Chief Financial Officer Jessica Uhl highlighted Shell's rising Brazilian production, including the latest floating production facility to come on line, in the Berbigao-Surura area, describing Brazil as an upstream "heartland," with 16 such floating facilities now producing 400,000 boe/d for the company.
Shell's upstream division, however, plunged to a $787 million loss in the quarter, on the back of weak prices, decommissioning costs and a $1.65 billion impairment in the value of its US unconventional assets, notably its Marcellus and Utica shale production in Pennsylvania. Van Beurden added that part of the conventional business -- not including deepwater or shale -- continued to experience "challenges."
The company's overall fourth-quarter profit was down 88% on the year at $871 million. Excluding "identified items" -- mainly impairments -- Shell's profit was down 48% at $2.9 billion.

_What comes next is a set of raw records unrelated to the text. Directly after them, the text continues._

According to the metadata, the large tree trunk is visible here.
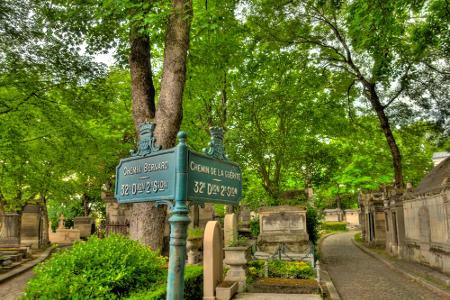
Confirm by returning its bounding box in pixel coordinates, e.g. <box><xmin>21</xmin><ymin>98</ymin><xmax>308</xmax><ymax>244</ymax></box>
<box><xmin>129</xmin><ymin>27</ymin><xmax>155</xmax><ymax>133</ymax></box>
<box><xmin>129</xmin><ymin>23</ymin><xmax>166</xmax><ymax>250</ymax></box>
<box><xmin>130</xmin><ymin>0</ymin><xmax>192</xmax><ymax>249</ymax></box>
<box><xmin>367</xmin><ymin>84</ymin><xmax>403</xmax><ymax>188</ymax></box>
<box><xmin>155</xmin><ymin>0</ymin><xmax>192</xmax><ymax>148</ymax></box>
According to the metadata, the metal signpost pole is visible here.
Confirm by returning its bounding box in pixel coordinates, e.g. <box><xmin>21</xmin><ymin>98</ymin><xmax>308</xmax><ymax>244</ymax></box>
<box><xmin>167</xmin><ymin>131</ymin><xmax>190</xmax><ymax>300</ymax></box>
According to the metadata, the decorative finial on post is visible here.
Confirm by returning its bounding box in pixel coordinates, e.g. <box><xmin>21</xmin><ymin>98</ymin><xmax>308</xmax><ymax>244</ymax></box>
<box><xmin>177</xmin><ymin>131</ymin><xmax>187</xmax><ymax>144</ymax></box>
<box><xmin>131</xmin><ymin>122</ymin><xmax>161</xmax><ymax>156</ymax></box>
<box><xmin>203</xmin><ymin>127</ymin><xmax>228</xmax><ymax>160</ymax></box>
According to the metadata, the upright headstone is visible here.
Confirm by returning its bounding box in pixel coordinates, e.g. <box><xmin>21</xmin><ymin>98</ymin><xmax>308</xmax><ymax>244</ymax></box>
<box><xmin>57</xmin><ymin>214</ymin><xmax>65</xmax><ymax>229</ymax></box>
<box><xmin>198</xmin><ymin>203</ymin><xmax>214</xmax><ymax>228</ymax></box>
<box><xmin>73</xmin><ymin>216</ymin><xmax>95</xmax><ymax>238</ymax></box>
<box><xmin>239</xmin><ymin>206</ymin><xmax>251</xmax><ymax>227</ymax></box>
<box><xmin>258</xmin><ymin>206</ymin><xmax>310</xmax><ymax>258</ymax></box>
<box><xmin>203</xmin><ymin>221</ymin><xmax>223</xmax><ymax>300</ymax></box>
<box><xmin>0</xmin><ymin>212</ymin><xmax>20</xmax><ymax>248</ymax></box>
<box><xmin>20</xmin><ymin>204</ymin><xmax>41</xmax><ymax>249</ymax></box>
<box><xmin>223</xmin><ymin>214</ymin><xmax>238</xmax><ymax>247</ymax></box>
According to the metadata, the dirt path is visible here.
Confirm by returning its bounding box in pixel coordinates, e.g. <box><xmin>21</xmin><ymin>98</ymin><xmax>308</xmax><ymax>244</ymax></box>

"Frankly speaking, all macro-economic indicators are working against us," Van Beurden said in a call with journalists. However, he went on to describe 2019 as "a year of progress" and said Shell would continue to sustain upstream investment at around $11 billion-13 billion annually.
"We have further work to do and to an extent we are also dealing with some very negative market dynamics, but only to an extent. We have done and will continue to do all we can to ensure that Shell is resilient no matter what the macro climate is," he said, adding that Shell would maintain a "relentless drive to high-grade our portfolio."
Overall capital expenditure this year would be at the low end of a $24 billion-29 billion range, but even the bottom of that range would be $4 billion more than needed to ensure growth, Van Beurden said.
Shell signalled it would be going slow on share buy-backs, while a $20 billion two-year divestment program begun at the start of last year would continue, with half of the target already achieved. There would be no rush to sell based on a need for "early cash," Van Beurden said.
On the issue of resilience, he said the average breakeven oil price for projects approved by Shell for development last year was under $30/b, and noted a desire to increase investment in electricity projects.
"We want to prioritise a disproportionate amount of our investments to where we see the energy system transitioning, so in other words more in LNG -- particularly more in markets -- more in marketing, more in petrochemicals and increasingly also more and more in power," he said.
Shell's LNG business, or "integrated gas" division, and its downstream division held up better than the upstream business in the fourth quarter. Uhl said the full-year results reflected a "balanced" portfolio, in which integrated gas had proved "resilient in a volatile market."
Gas production and liquefaction in the integrated gas division both increased by 3% and 5%, respectively, thanks to projects ramping up in Australia and Trinidad & Tobago, as well as additional capacity at the Prelude offshore LNG facility in Australia and the Elba LNG facility in the US. Gas output in the division was 4.58 Bcf/d and liquefaction volumes in the quarter reached 9.21 million mt. Van Beurden said once Prelude had reached "steady-state" operations it would offload a carrier a week of LNG, condensate or LPG.
In the refining division, Shell said crude trading and optimisation had made a lower contribution, offset by a stronger contribution from trading in oil products, mainly fuel oil.
In the current quarter, Shell said it expects lower upstream production than in Q4 2019, with oil and gas output in a range of 2.63 million-2.78 million boe/d, and production from the integrated gas division flat or higher, at 950,000-980,000 boe/d. It said liquefaction volumes would also be higher, at 9 million-9.5 million mt.
Shell also estimated on a preliminary basis that its 2019 reserves replacement ratio would be 65%.
Van Beurden also noted a worsening of the company's personal safety record, with seven work-related fatalities last year at Shell-operated facilities.